Do the batteries, alternator and FICM if needed, I gave you numbers to go by. The leak is important, will cost some money to fix and some down time to air test the HPO system and then fix the issues.
oh, if the IPR is 85%, its fully open trying to build pressure (its the regulator), the ICP is telling what the pressure is. You need at least 500ICP to start the truck. Idle should be above 580ICP and IPR should be around 21%. If IPR is 24-26% or more, that would confirm you have a leak... these are at idle numbers.
I had a very similar problem with a 2005 motor in my 03 truck. Just died going up a hill. Ended up being the IPR stuck. Again, To much that can cause it not to run, and too much $$$ to just throw parts at it.
Where are you located? Maybe someone with a scan tool can come help.
One thing to keep in mind the IPR% is commanded position, not actual position. It can show closed and be stuck open
I'm in the Pacific Northwest, Hood River, Oregon. New in town, only person I know with a scanguage can't find it. I'm ordering one right now from Advance Auto Parts for $111.00 with code trt30.
I've had a feeling my IPR is bad, I'm about to go try and start her up, hopefully I won't have to tow it. Think the IPR, if it's stuck, will unstick itself? I've noticed that when she won't start while warm, sometimes she will if I step on the fuel pedal lightly. That's what made me think IPR in the first place.
I'm in the Pacific Northwest, Hood River, Oregon.
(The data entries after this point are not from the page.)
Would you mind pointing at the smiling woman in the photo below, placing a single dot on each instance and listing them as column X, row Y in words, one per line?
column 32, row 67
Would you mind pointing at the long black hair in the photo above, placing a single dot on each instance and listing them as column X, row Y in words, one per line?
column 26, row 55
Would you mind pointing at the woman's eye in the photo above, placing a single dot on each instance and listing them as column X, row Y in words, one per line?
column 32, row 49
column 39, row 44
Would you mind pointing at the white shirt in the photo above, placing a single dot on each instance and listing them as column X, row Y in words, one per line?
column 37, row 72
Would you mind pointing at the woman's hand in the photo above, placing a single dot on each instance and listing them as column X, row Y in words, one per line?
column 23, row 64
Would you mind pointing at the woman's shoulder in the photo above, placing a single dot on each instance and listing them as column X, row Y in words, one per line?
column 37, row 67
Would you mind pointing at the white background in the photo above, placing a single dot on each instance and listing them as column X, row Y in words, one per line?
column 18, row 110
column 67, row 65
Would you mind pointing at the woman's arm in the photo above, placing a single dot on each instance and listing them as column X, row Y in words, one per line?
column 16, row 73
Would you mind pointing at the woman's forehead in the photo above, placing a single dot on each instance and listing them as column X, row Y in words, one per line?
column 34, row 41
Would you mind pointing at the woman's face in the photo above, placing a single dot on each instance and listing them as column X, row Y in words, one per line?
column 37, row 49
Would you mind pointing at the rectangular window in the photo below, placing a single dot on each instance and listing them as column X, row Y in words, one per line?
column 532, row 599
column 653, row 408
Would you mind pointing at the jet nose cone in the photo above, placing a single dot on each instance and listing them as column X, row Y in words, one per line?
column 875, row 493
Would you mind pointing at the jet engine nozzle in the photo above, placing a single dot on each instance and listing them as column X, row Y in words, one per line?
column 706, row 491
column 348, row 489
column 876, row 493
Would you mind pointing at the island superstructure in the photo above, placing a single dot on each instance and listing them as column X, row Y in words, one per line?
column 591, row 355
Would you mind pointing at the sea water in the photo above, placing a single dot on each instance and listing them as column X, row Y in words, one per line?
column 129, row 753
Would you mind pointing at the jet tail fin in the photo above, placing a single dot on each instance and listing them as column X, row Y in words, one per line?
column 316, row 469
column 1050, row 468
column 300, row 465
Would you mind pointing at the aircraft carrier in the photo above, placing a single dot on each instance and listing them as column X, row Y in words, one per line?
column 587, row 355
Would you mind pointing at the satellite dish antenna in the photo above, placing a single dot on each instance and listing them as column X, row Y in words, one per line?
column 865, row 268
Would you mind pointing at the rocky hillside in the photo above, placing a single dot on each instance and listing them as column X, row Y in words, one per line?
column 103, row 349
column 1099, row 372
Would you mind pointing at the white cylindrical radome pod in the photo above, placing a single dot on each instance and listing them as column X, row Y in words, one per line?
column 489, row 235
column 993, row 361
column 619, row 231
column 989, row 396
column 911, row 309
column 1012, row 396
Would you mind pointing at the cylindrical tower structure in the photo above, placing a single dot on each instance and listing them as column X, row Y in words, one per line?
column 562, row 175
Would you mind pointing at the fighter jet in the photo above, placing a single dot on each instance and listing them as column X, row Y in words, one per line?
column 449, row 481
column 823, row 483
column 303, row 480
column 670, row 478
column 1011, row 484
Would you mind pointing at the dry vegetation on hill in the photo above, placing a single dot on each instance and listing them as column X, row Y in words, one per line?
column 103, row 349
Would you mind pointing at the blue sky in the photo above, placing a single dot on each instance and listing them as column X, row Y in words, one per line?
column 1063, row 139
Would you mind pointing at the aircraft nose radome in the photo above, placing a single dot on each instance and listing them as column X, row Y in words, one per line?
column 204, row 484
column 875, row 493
New in town, only person I know with a scanguage can't find it. I'm ordering one right now from Advance Auto Parts for $111.00 with code trt30.
I've had a feeling my IPR is bad, I'm about to go try and start her up, hopefully I won't have to tow it. Think the IPR, if it's stuck, will unstick itself? I've noticed that when she won't start while warm, sometimes she will if I step on the fuel pedal lightly. That's what made me think IPR in the first place.
I am In rainier OR, Just a little to far for me with the schedule I have right now. Cooling off could let it unstick. I am thinking more like you have a HPOP sys leak that got big enough that it wont start now. Testing will help find the problem. If it is the FICM you can get a replacement power unit from NAPA.
The Torque pro smart phone app and a Bluetooth adaptor is another option and lees money, and easier to set up. I thought someone around here had the adaptor on Craigslist.